Transcriptional Changes and Preservation of Bone Mass in Hibernating Black Bears

Abstract

Physical inactivity leads to losses of bone mass and strength in most mammalian species. In contrast, hibernating bears show no bone loss over the prolonged periods (4 - 6 months) of immobility during winter, which suggests that they have adaptive mechanisms to preserve bone mass and structure.
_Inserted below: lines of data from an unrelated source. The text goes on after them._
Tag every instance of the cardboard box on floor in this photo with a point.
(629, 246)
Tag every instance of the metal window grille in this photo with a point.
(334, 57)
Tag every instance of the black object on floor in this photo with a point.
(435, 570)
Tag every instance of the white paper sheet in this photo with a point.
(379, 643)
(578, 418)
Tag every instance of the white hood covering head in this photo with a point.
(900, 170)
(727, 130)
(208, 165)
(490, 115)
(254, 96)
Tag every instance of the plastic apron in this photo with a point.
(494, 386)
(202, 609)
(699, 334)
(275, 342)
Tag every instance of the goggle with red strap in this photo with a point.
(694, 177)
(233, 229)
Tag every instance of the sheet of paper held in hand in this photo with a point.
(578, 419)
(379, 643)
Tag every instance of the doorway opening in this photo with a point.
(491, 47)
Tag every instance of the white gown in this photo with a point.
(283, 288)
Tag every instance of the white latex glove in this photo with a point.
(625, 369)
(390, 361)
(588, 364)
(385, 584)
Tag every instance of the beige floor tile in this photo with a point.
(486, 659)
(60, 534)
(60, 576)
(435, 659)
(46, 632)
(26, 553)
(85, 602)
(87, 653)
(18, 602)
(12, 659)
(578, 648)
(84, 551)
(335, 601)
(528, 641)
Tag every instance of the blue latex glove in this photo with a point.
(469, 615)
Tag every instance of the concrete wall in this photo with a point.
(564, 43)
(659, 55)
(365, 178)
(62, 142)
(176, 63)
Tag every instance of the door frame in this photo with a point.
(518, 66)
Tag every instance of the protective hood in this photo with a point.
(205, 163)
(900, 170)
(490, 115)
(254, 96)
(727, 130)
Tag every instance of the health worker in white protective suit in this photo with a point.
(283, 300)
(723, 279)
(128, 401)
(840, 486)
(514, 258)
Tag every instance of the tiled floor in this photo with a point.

To identify transcriptional changes that underlie molecular mechanisms preventing disuse osteoporosis, we conducted a large-scale gene expression screening in trabecular bone, ilium, of black bears, comparing hibernating and summer active animals using next generation sequencing of the transcriptome. A total of 2,466 differentially expressed genes (FDR < 0.05) were up-regulated and 2,938 genes down-regulated during hibernation. Gene set enrichment analysis showed a coordinated down-regulation of genes involved in bone resorption, osteoclast differentiation and osteoclast signaling as well as apoptosis during hibernation. In contrast, no significant enrichment indicating directional changes in gene expression was detected in the gene sets of ossification (bone biosynthesis), osteoblast signaling and differentiation in bone of hibernating bears. Unanticipated under general metabolic suppression of hibernation, our study revealed significant and coordinated transcriptional induction of gene sets involved in aerobic energy production including the fatty acid beta oxidation, tricarboxylic acid cycle, oxidative phosphorylation, mitochondrial metabolism, biogenesis and turnover during hibernation. Mitochondrial oxidation and biogenesis were likely up-regulated by transcriptionally induced AMPK/PGC1α pathway, upstream master stimulator of mitochondrial function. We also found down-regulation of genes involved in immune response including both innate and adaptive immunity in bone marrow/bone of hibernating bears. Coordinated transcriptional suppression of bone resorption, osteoclast signaling and apoptosis genes implies decrease in resorption that preserves bone mass through the prolonged periods of immobility of hibernation.